The application output can be seen in the image below.

Text Summarization

Given a large corpus, we need to summarize it into a summary which covers key points and conveys the exact meaning of the original document to the best of our ability. I have created an extractive text summary tool which takes the same words, phrases, and sentences from the original summary, thereby selecting the most important sentences in the given text. There are different methods of estimating the most important sentences in a large text. The number of sentences is calculated using a compression ratio.

Sentence Count = η * Total Sentence Count

where η is the compression ratio between 0 to 1. I have used different forms of text-ranking algorithm which builds a graph related to the text. In a graph, each sentence is considered as vertex and each vertex is linked to the other vertex. These vertices cast a vote for another vertex. The importance of each vertex is defined by the higher number of votes. [6] The algorithms I used can be found in the Text_Summarization.ipynb notebook.

POS Tagging

In traditional grammar, part of speech (POS) is the category of words that have similar grammatical properties and similar syntactic behaviour. Parts of speech are useful because they reveal a lot about a word and its neighbors. Knowing whether a word is a noun or a verb tells us about likely neighboring words. The activity of assigning POS tags to words in a corpus is known as POS Tagging. I intended to do the tagging based on the Penn-Treebank tagset [4]. It is a set of 45-tag set which has been used to label many corpora.

The implementation can be found in the text_analysis.ipynb notebook. The result in the application can be seen below. The tags can be compared with the tagset above.

Named Entity Recogniton

Named entity recognition (NER) is a very important aspect of information recognition which is further used in knowledge graphs, chatbots and many other implementations. The task involves classifying text into pre-defined categories such as the names of persons, organizations, locations, expressions of times, quantities, monetary values etc.

The library I use for this is SpaCy which performs named entity annotation. I have also added a selection box from where we can choose which named entities we want to display. SpaCy's Named Entity Recognition model has been trained on the OntoNotes5 corpus [5]. It was released through the OntoNotes5 project, a collaborative effort between BBN Technologies, the University of Colorado, the University of Pennsylvania and the University of Southern Californias Information Sciences Institute. Their goal was to annotate a large corpus comprising of different types of text (news, conversational telephone speech, weblogs etc.) with structural information and shallow semantics.

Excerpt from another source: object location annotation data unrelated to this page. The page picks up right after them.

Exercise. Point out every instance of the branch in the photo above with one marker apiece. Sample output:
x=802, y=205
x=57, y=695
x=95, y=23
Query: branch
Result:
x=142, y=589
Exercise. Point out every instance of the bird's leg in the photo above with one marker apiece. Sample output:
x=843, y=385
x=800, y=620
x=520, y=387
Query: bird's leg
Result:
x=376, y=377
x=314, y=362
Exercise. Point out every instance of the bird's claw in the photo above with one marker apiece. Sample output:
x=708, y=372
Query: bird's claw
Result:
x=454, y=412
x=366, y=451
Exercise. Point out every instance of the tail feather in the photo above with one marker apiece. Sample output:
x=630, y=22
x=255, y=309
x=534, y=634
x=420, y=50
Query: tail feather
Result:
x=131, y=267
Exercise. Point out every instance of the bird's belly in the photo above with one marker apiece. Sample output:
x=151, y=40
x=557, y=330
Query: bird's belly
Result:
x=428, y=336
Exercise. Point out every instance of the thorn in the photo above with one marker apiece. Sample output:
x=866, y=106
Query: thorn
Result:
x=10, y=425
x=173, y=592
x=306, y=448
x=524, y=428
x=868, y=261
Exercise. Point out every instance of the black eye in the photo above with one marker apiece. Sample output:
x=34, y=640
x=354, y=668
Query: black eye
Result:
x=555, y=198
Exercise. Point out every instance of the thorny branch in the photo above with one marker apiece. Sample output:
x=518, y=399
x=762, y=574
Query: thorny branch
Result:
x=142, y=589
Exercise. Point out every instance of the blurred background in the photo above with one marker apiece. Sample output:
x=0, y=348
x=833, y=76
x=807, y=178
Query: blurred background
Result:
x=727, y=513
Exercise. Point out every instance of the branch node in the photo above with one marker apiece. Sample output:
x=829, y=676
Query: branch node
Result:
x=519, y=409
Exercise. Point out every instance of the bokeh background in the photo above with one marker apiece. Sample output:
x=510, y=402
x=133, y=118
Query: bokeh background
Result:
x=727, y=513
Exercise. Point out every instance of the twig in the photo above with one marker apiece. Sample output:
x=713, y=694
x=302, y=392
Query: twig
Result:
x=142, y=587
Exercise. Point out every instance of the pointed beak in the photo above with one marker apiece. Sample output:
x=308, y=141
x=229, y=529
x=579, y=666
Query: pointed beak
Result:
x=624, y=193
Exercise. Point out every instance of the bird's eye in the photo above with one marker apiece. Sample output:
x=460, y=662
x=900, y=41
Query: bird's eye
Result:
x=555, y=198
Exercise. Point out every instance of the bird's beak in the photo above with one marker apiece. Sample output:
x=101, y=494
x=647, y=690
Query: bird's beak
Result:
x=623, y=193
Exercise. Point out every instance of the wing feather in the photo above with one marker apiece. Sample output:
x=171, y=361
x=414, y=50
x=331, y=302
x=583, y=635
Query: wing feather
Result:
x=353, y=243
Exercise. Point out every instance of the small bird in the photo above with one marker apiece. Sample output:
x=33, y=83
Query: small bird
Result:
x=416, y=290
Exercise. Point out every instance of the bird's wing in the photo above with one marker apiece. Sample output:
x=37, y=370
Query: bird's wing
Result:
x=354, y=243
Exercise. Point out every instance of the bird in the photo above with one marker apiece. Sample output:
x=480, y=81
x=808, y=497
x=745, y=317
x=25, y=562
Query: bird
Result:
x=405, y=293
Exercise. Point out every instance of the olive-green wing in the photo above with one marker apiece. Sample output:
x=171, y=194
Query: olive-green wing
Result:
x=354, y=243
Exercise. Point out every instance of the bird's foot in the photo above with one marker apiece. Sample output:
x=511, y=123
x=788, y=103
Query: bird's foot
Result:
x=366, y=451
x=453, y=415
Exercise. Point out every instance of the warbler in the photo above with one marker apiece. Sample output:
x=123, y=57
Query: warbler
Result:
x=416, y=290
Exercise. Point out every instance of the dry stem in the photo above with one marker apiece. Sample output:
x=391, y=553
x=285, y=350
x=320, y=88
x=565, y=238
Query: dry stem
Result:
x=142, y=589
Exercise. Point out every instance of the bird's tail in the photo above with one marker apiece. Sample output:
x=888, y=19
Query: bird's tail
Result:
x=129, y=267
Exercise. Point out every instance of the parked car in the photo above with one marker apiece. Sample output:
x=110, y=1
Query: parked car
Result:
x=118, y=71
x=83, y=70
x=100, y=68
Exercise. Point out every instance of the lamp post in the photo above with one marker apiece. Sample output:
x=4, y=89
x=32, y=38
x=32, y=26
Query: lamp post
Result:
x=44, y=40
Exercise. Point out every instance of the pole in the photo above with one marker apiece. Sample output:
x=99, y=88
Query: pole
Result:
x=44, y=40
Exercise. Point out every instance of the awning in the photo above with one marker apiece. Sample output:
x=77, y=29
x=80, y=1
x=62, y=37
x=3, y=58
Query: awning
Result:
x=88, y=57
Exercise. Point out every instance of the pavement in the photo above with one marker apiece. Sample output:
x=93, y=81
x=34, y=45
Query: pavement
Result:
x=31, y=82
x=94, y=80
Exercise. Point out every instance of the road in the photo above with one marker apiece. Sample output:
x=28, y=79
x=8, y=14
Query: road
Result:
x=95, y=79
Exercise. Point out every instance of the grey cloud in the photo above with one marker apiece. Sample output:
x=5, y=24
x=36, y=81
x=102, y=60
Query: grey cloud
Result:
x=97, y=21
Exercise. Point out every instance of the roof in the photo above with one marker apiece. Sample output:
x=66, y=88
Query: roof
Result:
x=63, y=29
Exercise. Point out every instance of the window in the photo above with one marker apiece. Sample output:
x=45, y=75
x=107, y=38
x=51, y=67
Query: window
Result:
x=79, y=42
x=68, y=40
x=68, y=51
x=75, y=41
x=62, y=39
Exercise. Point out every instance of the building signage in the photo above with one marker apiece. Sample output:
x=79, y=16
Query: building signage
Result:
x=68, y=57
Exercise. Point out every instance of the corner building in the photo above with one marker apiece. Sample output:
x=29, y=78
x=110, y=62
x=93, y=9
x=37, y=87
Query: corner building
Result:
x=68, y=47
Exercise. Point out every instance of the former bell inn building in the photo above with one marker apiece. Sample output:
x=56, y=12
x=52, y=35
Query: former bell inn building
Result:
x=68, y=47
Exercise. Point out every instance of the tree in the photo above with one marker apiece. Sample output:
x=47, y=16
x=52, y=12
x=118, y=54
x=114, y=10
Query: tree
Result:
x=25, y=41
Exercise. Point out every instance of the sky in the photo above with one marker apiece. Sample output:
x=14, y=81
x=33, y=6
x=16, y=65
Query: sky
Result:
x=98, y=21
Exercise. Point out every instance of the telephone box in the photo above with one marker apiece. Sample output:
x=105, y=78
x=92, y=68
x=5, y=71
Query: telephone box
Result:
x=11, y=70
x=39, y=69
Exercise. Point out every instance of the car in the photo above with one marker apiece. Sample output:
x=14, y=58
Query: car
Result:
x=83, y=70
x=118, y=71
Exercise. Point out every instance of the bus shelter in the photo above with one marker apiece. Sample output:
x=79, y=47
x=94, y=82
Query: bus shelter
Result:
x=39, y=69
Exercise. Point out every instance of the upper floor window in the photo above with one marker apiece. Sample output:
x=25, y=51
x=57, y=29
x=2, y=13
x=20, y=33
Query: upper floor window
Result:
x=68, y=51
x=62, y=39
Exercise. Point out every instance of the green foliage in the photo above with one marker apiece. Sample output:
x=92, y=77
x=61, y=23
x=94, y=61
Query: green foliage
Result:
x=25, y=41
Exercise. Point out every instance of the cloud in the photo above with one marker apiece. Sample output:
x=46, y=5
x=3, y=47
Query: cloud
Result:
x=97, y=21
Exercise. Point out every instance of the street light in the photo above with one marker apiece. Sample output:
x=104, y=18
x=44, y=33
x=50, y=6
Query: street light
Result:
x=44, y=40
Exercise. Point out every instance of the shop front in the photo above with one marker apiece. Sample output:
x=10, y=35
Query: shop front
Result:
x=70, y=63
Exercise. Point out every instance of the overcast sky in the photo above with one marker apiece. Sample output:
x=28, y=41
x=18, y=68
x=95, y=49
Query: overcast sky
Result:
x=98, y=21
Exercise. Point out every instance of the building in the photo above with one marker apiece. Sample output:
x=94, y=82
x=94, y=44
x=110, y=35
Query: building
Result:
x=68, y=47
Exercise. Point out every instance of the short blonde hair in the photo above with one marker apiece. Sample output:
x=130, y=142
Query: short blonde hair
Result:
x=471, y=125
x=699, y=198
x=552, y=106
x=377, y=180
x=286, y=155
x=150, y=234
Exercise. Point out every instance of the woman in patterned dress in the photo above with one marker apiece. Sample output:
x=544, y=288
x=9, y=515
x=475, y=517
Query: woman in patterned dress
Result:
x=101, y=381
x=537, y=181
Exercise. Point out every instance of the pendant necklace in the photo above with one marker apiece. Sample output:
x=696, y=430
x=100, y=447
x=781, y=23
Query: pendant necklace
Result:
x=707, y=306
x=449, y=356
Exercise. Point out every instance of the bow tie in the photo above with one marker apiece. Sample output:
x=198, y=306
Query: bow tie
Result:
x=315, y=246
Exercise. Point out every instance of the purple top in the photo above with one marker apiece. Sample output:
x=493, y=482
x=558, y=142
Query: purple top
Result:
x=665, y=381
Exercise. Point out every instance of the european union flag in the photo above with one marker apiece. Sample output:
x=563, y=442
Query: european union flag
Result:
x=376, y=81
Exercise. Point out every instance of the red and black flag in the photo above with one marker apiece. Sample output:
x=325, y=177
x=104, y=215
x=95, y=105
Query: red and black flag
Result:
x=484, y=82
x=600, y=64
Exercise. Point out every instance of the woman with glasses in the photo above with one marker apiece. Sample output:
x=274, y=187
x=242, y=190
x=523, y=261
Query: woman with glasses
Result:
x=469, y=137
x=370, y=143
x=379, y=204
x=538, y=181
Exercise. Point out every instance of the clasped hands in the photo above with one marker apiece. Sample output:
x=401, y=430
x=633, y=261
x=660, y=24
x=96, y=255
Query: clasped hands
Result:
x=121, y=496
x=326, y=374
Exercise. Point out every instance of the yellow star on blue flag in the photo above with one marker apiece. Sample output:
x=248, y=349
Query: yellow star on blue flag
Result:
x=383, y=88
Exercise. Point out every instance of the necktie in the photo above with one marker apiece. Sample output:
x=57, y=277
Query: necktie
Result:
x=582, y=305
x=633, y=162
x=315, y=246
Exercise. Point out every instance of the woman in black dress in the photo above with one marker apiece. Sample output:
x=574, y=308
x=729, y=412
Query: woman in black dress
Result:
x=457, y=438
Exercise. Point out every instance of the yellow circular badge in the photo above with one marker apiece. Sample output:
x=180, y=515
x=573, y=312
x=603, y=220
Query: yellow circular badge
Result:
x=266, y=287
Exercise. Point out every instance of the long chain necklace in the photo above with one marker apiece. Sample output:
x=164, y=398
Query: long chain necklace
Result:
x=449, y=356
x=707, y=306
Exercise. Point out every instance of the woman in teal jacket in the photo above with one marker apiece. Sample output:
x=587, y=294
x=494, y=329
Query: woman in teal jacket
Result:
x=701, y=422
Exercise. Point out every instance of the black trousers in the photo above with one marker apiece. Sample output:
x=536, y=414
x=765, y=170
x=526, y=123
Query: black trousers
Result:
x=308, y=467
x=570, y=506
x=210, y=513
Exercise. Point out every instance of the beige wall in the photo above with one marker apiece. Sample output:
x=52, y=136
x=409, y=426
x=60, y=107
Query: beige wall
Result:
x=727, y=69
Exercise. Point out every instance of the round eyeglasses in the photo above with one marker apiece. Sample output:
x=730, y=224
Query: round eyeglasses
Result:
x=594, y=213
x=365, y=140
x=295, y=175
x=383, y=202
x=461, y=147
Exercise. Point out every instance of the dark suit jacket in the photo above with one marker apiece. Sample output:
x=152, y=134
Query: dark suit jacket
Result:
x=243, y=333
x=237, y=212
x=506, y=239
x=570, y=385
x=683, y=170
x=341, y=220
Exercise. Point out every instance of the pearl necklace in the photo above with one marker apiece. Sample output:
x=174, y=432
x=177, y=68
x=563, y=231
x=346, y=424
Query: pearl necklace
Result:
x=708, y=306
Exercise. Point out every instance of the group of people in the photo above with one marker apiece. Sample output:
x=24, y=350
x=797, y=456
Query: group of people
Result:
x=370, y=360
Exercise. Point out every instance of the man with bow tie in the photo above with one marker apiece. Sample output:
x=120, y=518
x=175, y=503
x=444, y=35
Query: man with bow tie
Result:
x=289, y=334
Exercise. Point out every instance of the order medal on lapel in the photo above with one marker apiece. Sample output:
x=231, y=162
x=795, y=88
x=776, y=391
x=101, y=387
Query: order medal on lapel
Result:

Once the user inputs a sentence, it is tokenized, tagged and then add to the NER function which helps in selection and visualisation of different entities. The result can be seen below.

Tech Stack

  1. Python
  2. nltk
  3. Streamlit
  4. Scikit-learn
  5. Hugging Face - Tokenizer, Transformer
  6. PyTorch

How to Run

  1. Clone the repository
  2. To install all the libraries (preferably in a VM): pip install -r requirements.txt
  3. To run the app: streamlit run app.py

References

[1] Brimacombe, J. M. (2019, December 13). What is text mining, text analytics and natural language processing? Linguamatics. Access.

[2] Metsis, V., Androutsopoulos, I. and Paliouras, G. (2006) Spam Filtering with Naive Bayes—which Naive Bayes? Third Conference on Email and Anti-Spam (CEAS), Mountain View, July 27-28 2006, 28-69.

[3] Jurafsky, D. (2000). Speech & language processing. Pearson Education India.

[4] Mitchell P. Marcus, Mary Ann Marcinkiewicz, and Beatrice Santorini. 1993. Building a large annotated corpus of English: the penn treebank. Comput. Linguist. 19, 2 (June 1993)

[5] Weischedel, Ralph, et al. OntoNotes Release 5.0 LDC2013T19. Web Download. Philadelphia: Linguistic Data Consortium, 2013.

[6] Mihalcea, Rada & Tarau, Paul. (2004). TextRank: Bringing Order into Text.